Mais demonstrações de cinismo também são visíveis no Governo Lula. Desde 2004, quando as tropas da ONU ocuparam o Haiti, o Brasil, com o intuito de pleitear uma vaga no Conselho de Segurança da ONU, exerce um papel de liderança na ação de intervenção nomeada Minustah. Ainda que Lula diga que o propósito da intervenção do exército brasileiro é “respaldar um governo democrático”, tudo que a ocupação militar tem causado são assassinatos, repressão, estupros, massacres nos bairros pobres e violações diversas dos direitos humanos. Em 2008, a população haitiana se rebelou e saiu às ruas em protesto contra a ocupação de seu país. E o papel da “missão de paz” foi reprimir e assassinar os manifestantes em nome da “manutenção da democracia”. Quando se trata da democracia dos ricos, qualquer manifestação dos oprimidos é uma “ameaça à democracia”...
Da mesma forma, foram reprimidos pelas “tropas de paz” os estudantes haitianos que não se calaram diante da ocupação e das atrocidades praticadas em seu país, e se levantaram em 2008 e 2009 contra a presença criminosa da Minustah, contra o desmantelamento da educação e reivindicando ao lado dos trabalhadores o aumento do indecente salário mínimo. Ainda assim o cinismo do Governo Lula persiste, e agora ganha endosso de algumas vozes supostamente opositoras, como Marina Silva, que recentemente escreveu na Folha que deve-se reconhecer o esforço dos “heróicos soldados brasileiro na ‘missão de paz’”, embelezando a ocupação criminosa e as tropas assassinas.

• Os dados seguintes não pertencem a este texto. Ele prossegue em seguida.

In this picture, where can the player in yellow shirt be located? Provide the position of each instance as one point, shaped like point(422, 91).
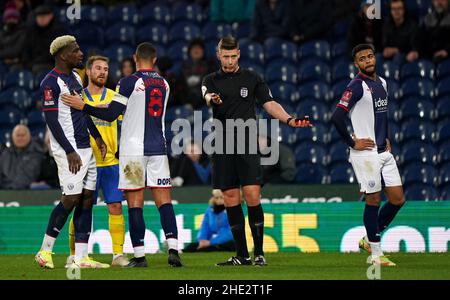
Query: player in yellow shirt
point(108, 169)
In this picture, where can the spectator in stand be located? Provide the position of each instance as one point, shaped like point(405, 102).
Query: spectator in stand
point(12, 39)
point(191, 168)
point(400, 34)
point(284, 170)
point(20, 164)
point(193, 70)
point(48, 177)
point(310, 19)
point(435, 32)
point(364, 30)
point(230, 11)
point(127, 67)
point(39, 36)
point(271, 19)
point(215, 232)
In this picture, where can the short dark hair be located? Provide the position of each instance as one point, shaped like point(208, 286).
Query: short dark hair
point(94, 58)
point(362, 47)
point(228, 43)
point(145, 51)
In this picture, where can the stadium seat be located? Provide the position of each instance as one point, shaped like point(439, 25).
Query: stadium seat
point(179, 112)
point(339, 49)
point(178, 51)
point(418, 130)
point(184, 31)
point(23, 79)
point(184, 11)
point(444, 175)
point(416, 173)
point(443, 87)
point(155, 33)
point(278, 48)
point(91, 34)
point(314, 70)
point(252, 51)
point(318, 49)
point(316, 110)
point(415, 87)
point(155, 12)
point(16, 98)
point(420, 69)
point(117, 52)
point(284, 92)
point(394, 132)
point(443, 131)
point(445, 193)
point(35, 119)
point(10, 118)
point(93, 13)
point(243, 30)
point(443, 108)
point(414, 108)
point(344, 70)
point(281, 72)
point(310, 152)
point(317, 90)
point(318, 134)
point(418, 152)
point(443, 69)
point(308, 173)
point(214, 31)
point(388, 70)
point(124, 13)
point(338, 89)
point(421, 192)
point(121, 33)
point(342, 173)
point(444, 153)
point(338, 153)
point(248, 64)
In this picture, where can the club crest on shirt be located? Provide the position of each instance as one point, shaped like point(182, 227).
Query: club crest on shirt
point(244, 92)
point(346, 96)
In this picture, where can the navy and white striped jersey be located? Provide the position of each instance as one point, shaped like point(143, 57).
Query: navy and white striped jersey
point(145, 95)
point(366, 101)
point(68, 127)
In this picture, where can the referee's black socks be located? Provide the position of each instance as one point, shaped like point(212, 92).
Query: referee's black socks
point(237, 224)
point(256, 222)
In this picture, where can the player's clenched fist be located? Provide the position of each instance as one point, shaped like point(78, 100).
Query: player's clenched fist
point(74, 161)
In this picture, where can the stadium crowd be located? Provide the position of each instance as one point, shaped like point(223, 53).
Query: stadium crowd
point(300, 47)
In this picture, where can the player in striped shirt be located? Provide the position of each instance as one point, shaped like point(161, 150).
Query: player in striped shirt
point(143, 158)
point(69, 139)
point(365, 101)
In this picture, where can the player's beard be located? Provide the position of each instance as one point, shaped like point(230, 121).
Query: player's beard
point(98, 83)
point(368, 73)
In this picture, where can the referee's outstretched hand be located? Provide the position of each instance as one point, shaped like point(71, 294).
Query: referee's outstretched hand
point(304, 122)
point(215, 98)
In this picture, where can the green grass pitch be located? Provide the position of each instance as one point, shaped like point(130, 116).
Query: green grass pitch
point(201, 266)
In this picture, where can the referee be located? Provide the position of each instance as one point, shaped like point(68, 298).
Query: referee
point(233, 93)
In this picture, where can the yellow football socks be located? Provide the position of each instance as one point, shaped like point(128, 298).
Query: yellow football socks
point(71, 237)
point(117, 231)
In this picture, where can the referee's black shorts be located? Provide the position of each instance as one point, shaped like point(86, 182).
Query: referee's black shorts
point(235, 170)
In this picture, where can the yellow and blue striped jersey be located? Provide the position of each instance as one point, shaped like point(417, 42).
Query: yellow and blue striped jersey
point(108, 130)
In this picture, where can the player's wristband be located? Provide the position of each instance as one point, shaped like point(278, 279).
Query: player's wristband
point(288, 120)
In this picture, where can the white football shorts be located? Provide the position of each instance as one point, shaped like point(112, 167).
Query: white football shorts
point(86, 178)
point(370, 169)
point(137, 172)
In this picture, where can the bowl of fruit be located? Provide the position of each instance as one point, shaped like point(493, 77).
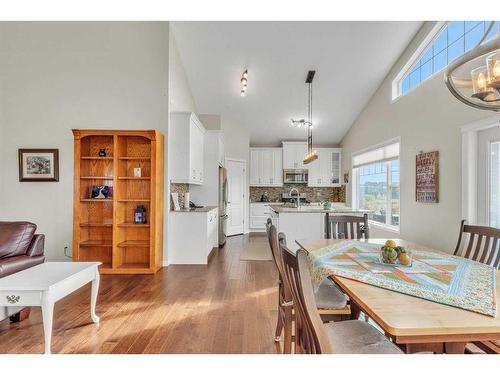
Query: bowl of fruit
point(390, 253)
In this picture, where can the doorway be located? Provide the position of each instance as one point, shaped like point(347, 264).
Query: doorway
point(236, 180)
point(488, 177)
point(481, 172)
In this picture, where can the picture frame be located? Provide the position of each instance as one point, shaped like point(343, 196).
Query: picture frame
point(38, 164)
point(427, 177)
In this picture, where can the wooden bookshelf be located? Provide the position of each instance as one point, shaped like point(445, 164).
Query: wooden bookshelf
point(103, 229)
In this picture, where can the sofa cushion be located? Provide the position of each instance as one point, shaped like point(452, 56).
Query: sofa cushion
point(18, 263)
point(15, 237)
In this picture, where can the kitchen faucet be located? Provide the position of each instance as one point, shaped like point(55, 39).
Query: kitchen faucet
point(298, 196)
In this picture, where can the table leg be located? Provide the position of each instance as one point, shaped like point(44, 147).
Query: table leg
point(454, 347)
point(47, 316)
point(93, 300)
point(327, 223)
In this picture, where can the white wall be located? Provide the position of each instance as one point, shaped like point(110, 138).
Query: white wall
point(428, 119)
point(55, 76)
point(180, 99)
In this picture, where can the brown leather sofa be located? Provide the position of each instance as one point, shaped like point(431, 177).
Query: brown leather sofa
point(20, 248)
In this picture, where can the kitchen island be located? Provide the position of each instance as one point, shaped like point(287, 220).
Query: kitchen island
point(306, 221)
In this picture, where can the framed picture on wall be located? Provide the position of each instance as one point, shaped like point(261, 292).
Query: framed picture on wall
point(427, 177)
point(38, 164)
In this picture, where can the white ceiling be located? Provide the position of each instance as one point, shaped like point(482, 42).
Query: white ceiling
point(351, 60)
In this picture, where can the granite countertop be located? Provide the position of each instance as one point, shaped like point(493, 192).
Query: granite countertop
point(197, 210)
point(318, 208)
point(260, 202)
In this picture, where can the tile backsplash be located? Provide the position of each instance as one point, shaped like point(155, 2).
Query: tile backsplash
point(314, 194)
point(180, 189)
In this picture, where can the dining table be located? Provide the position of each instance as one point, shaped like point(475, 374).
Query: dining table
point(414, 324)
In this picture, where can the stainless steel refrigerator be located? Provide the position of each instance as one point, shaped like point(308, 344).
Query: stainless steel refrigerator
point(223, 191)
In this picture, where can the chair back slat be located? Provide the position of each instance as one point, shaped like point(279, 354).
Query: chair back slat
point(469, 247)
point(479, 243)
point(310, 334)
point(348, 226)
point(485, 249)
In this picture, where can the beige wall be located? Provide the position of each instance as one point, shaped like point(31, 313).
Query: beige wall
point(55, 76)
point(428, 118)
point(180, 95)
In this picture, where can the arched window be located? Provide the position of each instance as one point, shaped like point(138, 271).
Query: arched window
point(451, 41)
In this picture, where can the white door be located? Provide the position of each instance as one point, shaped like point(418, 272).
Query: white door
point(236, 180)
point(255, 168)
point(488, 175)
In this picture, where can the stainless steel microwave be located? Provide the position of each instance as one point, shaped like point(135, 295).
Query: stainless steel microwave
point(295, 176)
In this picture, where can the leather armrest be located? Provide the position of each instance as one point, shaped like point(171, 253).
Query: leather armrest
point(37, 245)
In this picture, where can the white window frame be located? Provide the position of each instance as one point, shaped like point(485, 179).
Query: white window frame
point(355, 186)
point(417, 54)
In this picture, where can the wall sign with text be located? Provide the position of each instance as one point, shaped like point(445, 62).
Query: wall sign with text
point(427, 177)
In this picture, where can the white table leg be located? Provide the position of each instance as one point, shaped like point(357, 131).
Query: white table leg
point(47, 316)
point(93, 301)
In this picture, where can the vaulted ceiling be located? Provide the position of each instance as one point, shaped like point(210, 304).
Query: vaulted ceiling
point(351, 60)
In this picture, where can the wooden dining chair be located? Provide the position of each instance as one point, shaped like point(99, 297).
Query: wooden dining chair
point(349, 226)
point(482, 244)
point(312, 336)
point(331, 302)
point(479, 243)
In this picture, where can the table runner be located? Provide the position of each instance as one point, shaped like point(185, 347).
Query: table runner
point(440, 278)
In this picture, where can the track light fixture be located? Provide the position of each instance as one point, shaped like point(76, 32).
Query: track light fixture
point(244, 82)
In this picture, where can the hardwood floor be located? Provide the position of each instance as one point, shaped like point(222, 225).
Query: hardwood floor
point(228, 306)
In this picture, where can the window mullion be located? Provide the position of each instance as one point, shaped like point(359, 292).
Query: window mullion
point(389, 193)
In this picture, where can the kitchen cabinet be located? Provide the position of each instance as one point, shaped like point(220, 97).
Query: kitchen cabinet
point(325, 171)
point(186, 248)
point(266, 166)
point(293, 155)
point(186, 142)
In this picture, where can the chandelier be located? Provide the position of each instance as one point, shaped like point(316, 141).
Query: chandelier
point(311, 154)
point(474, 78)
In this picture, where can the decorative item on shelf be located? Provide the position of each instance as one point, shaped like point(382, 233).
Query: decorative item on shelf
point(474, 78)
point(390, 253)
point(140, 215)
point(38, 165)
point(244, 82)
point(175, 201)
point(427, 177)
point(100, 191)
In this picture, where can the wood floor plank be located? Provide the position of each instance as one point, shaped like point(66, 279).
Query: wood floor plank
point(228, 306)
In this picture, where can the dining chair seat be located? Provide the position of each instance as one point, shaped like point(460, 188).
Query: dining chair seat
point(329, 296)
point(358, 337)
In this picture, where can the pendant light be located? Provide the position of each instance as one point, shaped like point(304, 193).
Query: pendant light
point(474, 78)
point(311, 154)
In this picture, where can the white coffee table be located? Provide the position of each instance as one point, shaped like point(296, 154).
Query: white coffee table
point(47, 283)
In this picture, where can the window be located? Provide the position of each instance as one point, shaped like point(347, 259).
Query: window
point(451, 41)
point(494, 178)
point(376, 184)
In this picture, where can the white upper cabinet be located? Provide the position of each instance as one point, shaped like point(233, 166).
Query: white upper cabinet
point(293, 155)
point(266, 167)
point(325, 171)
point(186, 141)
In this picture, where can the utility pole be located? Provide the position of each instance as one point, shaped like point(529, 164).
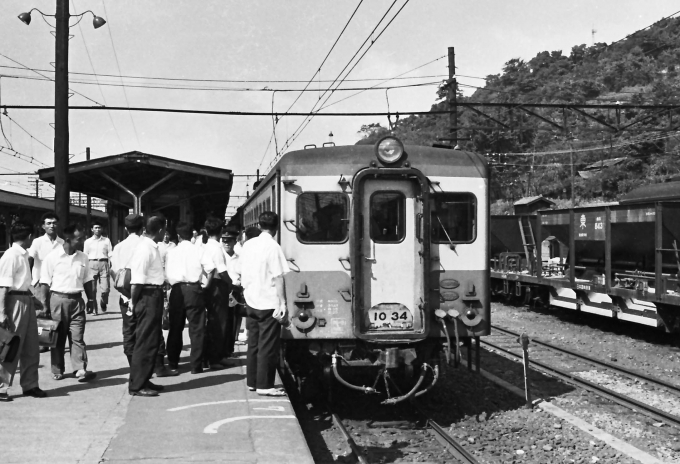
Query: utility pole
point(89, 199)
point(61, 135)
point(453, 88)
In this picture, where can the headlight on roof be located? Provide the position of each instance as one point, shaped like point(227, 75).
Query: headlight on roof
point(389, 149)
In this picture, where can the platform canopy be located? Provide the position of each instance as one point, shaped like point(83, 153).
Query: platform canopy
point(152, 184)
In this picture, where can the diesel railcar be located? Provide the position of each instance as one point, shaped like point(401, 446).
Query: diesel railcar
point(388, 247)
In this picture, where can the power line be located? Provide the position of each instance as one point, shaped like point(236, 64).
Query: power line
point(218, 89)
point(87, 51)
point(134, 127)
point(226, 81)
point(327, 55)
point(305, 123)
point(49, 78)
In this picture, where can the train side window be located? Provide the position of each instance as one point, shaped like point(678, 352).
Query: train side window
point(322, 217)
point(454, 218)
point(388, 212)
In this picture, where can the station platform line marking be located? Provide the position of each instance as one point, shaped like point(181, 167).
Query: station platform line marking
point(212, 428)
point(198, 405)
point(616, 443)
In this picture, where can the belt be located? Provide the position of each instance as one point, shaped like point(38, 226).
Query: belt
point(18, 292)
point(68, 295)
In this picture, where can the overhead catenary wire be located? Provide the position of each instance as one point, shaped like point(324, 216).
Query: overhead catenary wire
point(127, 102)
point(330, 89)
point(218, 89)
point(101, 92)
point(226, 81)
point(49, 78)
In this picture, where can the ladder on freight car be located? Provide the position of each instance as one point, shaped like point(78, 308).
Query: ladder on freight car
point(528, 241)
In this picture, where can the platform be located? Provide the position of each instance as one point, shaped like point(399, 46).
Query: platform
point(210, 417)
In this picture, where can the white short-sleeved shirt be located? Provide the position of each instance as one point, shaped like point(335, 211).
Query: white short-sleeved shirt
point(260, 262)
point(184, 264)
point(15, 271)
point(232, 263)
point(64, 273)
point(214, 250)
point(40, 248)
point(122, 253)
point(146, 266)
point(98, 248)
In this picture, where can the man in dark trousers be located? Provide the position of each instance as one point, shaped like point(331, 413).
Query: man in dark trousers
point(184, 270)
point(17, 314)
point(261, 266)
point(220, 324)
point(122, 255)
point(146, 278)
point(66, 270)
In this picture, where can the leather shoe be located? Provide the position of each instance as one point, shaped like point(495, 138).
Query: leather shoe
point(165, 372)
point(35, 393)
point(153, 386)
point(144, 392)
point(217, 366)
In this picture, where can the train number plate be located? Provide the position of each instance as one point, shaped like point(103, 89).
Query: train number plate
point(390, 317)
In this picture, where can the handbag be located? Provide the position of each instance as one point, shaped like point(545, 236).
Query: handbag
point(9, 345)
point(48, 332)
point(122, 282)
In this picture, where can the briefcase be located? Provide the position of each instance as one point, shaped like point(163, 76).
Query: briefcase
point(47, 332)
point(9, 345)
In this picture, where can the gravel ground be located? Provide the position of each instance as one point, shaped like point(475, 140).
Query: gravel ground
point(493, 424)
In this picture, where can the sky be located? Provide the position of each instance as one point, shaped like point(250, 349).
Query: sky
point(264, 41)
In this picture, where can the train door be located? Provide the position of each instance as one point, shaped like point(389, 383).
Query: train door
point(391, 256)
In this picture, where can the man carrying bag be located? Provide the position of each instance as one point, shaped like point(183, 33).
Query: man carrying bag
point(17, 314)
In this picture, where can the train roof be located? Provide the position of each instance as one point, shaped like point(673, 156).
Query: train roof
point(349, 159)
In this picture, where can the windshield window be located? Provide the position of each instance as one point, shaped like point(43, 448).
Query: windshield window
point(321, 217)
point(387, 217)
point(454, 218)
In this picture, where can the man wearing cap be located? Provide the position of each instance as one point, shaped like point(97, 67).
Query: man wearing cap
point(98, 250)
point(219, 325)
point(146, 278)
point(67, 272)
point(184, 268)
point(17, 314)
point(120, 260)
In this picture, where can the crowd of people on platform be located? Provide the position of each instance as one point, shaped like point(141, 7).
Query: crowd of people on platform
point(212, 279)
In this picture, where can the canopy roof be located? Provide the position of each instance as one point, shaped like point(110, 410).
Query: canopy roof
point(151, 183)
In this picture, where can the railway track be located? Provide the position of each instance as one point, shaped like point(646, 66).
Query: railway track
point(577, 381)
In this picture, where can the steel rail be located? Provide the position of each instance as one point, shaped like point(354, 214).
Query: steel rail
point(604, 392)
point(599, 362)
point(453, 447)
point(348, 438)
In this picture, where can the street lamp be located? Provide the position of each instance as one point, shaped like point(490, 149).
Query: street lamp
point(61, 135)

E serão exatamente essas mesmas tropas interventoras e assassinas as responsáveis por controlar os recursos enviados em ajuda ao Haiti e “garantir” a reconstrução do país. Sob o pretexto da ajuda humanitária, há na verdade um recrudescimento da militarização no Haiti. É evidente que não há possibilidade alguma de reconstrução em um país ocupado militarmente. E por isso qualquer declaração sincera de solidariedade ao povo haitiano deve incluir a exigência de retirada das tropas do Haiti. Além disso, é fundamental que os recursos enviados em ajuda ao Haiti sejam controlados e geridos pelo próprio povo haitiano, através dos sindicatos, das organizações populares e dos trabalhadores. Pois, obviamente, não é possível confiar nem nas tropas assassinas e nem nos órgãos do imperialismo.
Nós, do Movimento A Plenos Pulmões, sempre nos solidarizamos com os oprimidos de todo o mundo, mas não de forma hipócrita como a grande mídia e os políticos burgueses; nos solidarizamos de forma ativa, nos colocando lado a lado, ombro a ombro com os que sofre com a opressão. E por isso entendemos que é parte conseqüente e fundamental da solidariedade com o povo haitiano colocar em pé uma grande campanha pelo fim da ocupação militar do Haiti e a retirada imediata das tropas interventoras. É assim, lutando ativamente contra a opressão do povo haitiano que pretendemos expressar a nossa solidariedade, de modo sincero e coerente.